The main plugin is the digital-garden plugin. You need to enable community plugins in Obsidian, then search for digital-garden and blamo, you got it.

The plugin has a bunch of options, but thats for later.

How it works

The digital garden plugin looks for file changes in your vault then makes API requests to github to publish your changes.

In other words, this plugin acts like it is committing code but it is really publishing content and configuration using API based github access.

Github

Accounts are free. Get one!

Setup

1. Create the template repository

Secretly your garden is a code project. Now, you'll want to go to this link in github. This is the underlying code project that is your website. In the upper right click the use template button to create a repository that is based on this one.

Or click this link to do it.

2. Set up Obsidian

Download Obsidian, create a vault if you don't have one. Then download the Digital Garden plugin.

3. Create PAT for Access

A bit technical but back in github you'll want to go to your developer settings to create a fine-grained access token.

It's here by the way.

Create a PAT using these instructions. I messed this up twice. It isn't a big deal though.

You'll take the PAT and paste it into the Digital Garden plugin configuration for the Github Access token.

4. Set up Netlify

Create a free netlify account then you'll start a project using an existing github project. Point it to your repository you created.

That is literally it.

5. Test

Alright, to publish a page it needs front matter with a property that looks like this:

dg-publish: true

Add that to something you'd like to publish. Hit Control/Command P to open the Command Pallete in Obsidian and type "Publish". You'll see something like Digital Garden: Publish Active Note.

Do that.

Now, back at netlify you'll be able to watch the deployment and get the internal url it uses to load the site and look.
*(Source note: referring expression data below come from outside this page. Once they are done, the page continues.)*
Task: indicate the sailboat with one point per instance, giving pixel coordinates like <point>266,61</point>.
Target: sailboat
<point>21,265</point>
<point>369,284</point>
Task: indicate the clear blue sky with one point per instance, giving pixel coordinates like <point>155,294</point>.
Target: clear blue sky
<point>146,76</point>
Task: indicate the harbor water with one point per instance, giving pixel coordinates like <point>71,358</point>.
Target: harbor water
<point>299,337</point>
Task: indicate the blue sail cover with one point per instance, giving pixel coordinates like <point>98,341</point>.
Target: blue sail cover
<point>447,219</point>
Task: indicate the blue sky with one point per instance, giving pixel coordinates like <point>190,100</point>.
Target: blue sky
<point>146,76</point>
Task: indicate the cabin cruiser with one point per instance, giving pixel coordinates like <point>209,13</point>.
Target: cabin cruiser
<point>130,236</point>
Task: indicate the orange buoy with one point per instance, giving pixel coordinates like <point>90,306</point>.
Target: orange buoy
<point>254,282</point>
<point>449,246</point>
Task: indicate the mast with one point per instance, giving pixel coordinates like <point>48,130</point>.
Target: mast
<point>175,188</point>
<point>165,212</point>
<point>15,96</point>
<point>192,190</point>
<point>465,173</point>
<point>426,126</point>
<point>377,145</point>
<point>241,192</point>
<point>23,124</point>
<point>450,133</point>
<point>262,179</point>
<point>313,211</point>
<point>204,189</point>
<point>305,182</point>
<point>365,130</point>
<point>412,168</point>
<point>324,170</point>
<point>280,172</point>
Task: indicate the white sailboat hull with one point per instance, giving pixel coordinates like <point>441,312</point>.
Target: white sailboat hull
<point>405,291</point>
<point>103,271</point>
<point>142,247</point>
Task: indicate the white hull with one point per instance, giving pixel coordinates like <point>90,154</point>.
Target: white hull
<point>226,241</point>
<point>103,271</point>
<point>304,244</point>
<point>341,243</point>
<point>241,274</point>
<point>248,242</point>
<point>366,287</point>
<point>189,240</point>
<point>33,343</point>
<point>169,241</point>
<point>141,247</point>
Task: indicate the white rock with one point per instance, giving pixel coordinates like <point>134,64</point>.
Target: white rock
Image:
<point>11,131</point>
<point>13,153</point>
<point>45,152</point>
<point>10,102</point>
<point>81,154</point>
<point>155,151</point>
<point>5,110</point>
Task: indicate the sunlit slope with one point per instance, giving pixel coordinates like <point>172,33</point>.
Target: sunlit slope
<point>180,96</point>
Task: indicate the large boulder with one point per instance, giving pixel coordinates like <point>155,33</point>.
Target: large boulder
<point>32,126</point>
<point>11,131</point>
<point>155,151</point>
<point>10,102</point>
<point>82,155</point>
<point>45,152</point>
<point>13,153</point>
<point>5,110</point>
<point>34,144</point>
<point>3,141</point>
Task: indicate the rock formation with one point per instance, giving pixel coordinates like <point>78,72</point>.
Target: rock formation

If you have your page published, you're ready to move on to configuring and customizing. If not, see if netlify had any build errors. My mistake was not giving the PAT enough permissions so nothing would update.

Customizing

Digital gardens is far from perfect. Out of the box it doesn't add any meta fields for SEO. I turned Claude Code to this task. It added in the required fields and uses specific front-matter fields for things like description, images, etc. If you want SEO you'll need to do this.

You can, of course, cheat and use mine.

My configuration is goofy but it'll use the following front-matter properties:

For this to work there is an option in the Note Settings of the digital garden plugin. It is called Pass Front Matter Through. You'll need this enabled.

Now, in terms of styling the plugin itself shows many themes you can use. I, of course, turned this also over to claude code and after an hour of shouting at each other we were happy.

Tricks

Obsidian

I will recommend you install some plugins to make things more fun.

Digital Garden

Ok, there are a lot of configurations hidden around this plugin. You can...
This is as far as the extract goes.